Iraq’s Flood of ‘Cheap Oil’ Could Rock World Markets

From The Washington Times

By Patrice Hill

The U.S. is not the only nation experiencing a renaissance in oil production.

Sidelined for two decades by war, sanctions and political instability, Iraq passed a critical milestone last year by producing 3 million barrels a day of crude oil for the first time since 1990, before the Persian Gulf War, reaching 3.4 million barrels a day by December. Given its access to vast reserves at low costs, Baghdad is poised to play a pivotal role in determining whether the world’s growing thirst for oil drives up fuel prices to debilitating levels in coming years.

Iraq has a potential as a game-changer” in the volatile global oil market, said Maria van der Hoeven, executive director of the Paris-based International Energy Agency (IEA).

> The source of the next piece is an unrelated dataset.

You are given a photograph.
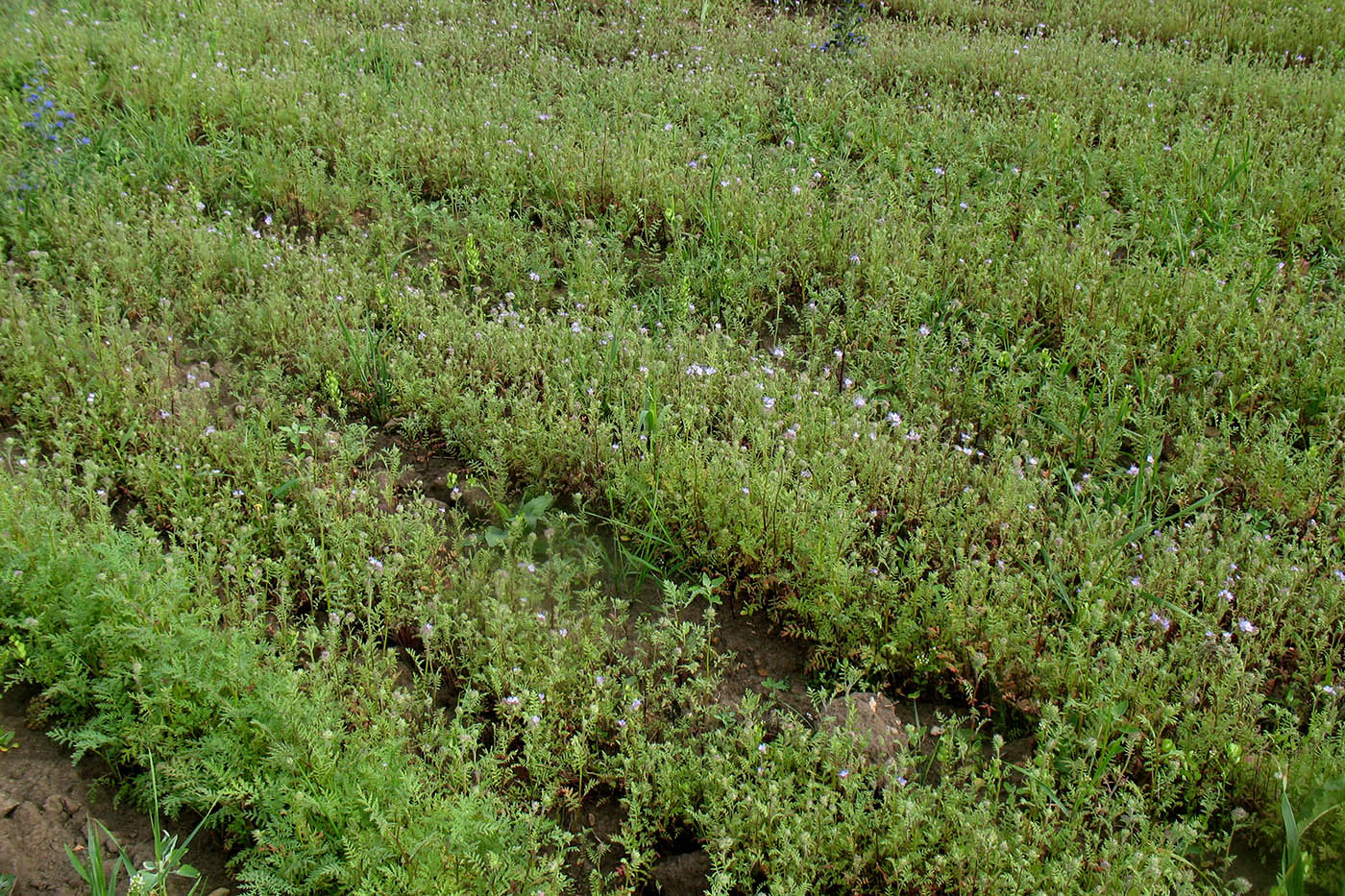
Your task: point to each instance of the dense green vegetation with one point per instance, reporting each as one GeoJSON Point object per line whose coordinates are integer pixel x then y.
{"type": "Point", "coordinates": [362, 365]}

Already, she noted, Iraq has moved up to be the world’s third-largest oil exporter and is now on a path to be much more, becoming a “strategic source of world oil supply” in the years ahead. Iraq even has hopes of supplanting Saudi Arabia as the globe’s biggest oil producer.

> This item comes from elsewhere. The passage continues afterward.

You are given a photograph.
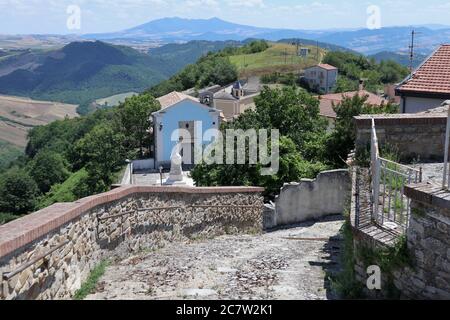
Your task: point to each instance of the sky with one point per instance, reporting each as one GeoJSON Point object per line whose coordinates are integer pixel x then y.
{"type": "Point", "coordinates": [51, 16]}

Iraq is perhaps the only country left in the world that has huge stores of what insiders call “cheap oil” — untapped reserves that can be extracted through relatively inexpensive, traditional drilling techniques rather than having to employ costly technologies such as hydraulic fracturing and deep-sea exploration — as in the U.S. — to tap reserves of oil found offshore or in deep underground shale formations.

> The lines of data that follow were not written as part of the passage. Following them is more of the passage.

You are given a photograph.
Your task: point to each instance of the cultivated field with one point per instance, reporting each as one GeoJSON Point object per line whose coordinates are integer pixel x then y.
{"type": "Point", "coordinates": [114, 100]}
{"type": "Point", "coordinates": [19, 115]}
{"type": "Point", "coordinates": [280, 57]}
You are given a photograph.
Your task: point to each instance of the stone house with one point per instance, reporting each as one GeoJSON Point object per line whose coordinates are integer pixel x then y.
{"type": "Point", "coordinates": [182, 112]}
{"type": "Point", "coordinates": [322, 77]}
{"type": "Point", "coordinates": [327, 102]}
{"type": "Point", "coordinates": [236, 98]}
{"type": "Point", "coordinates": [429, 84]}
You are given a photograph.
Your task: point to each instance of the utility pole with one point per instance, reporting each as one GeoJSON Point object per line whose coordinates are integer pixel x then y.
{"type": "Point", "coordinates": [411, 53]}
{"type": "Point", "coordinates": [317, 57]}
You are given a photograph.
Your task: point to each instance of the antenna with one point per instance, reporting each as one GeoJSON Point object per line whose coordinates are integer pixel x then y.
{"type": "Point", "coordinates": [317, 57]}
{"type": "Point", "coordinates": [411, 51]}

The boon of cheap oil is the ironic result of Iraq’s many years outside the economic mainstream, when ongoing wars and an international oil embargo enforced by the United Nations ensured that the nation’s oil treasures were left mostly untouched in the ground.

The gusher of oil starting to flow from Iraqi wells couldn’t come at a better time. Demand for oil is escalating in quickly emerging markets such as China and India, where the use of cars is surging, and other major oil exporters such as Russia and Saudi Arabia appear to be reaching limits of their abilities to ratchet up production in major ways.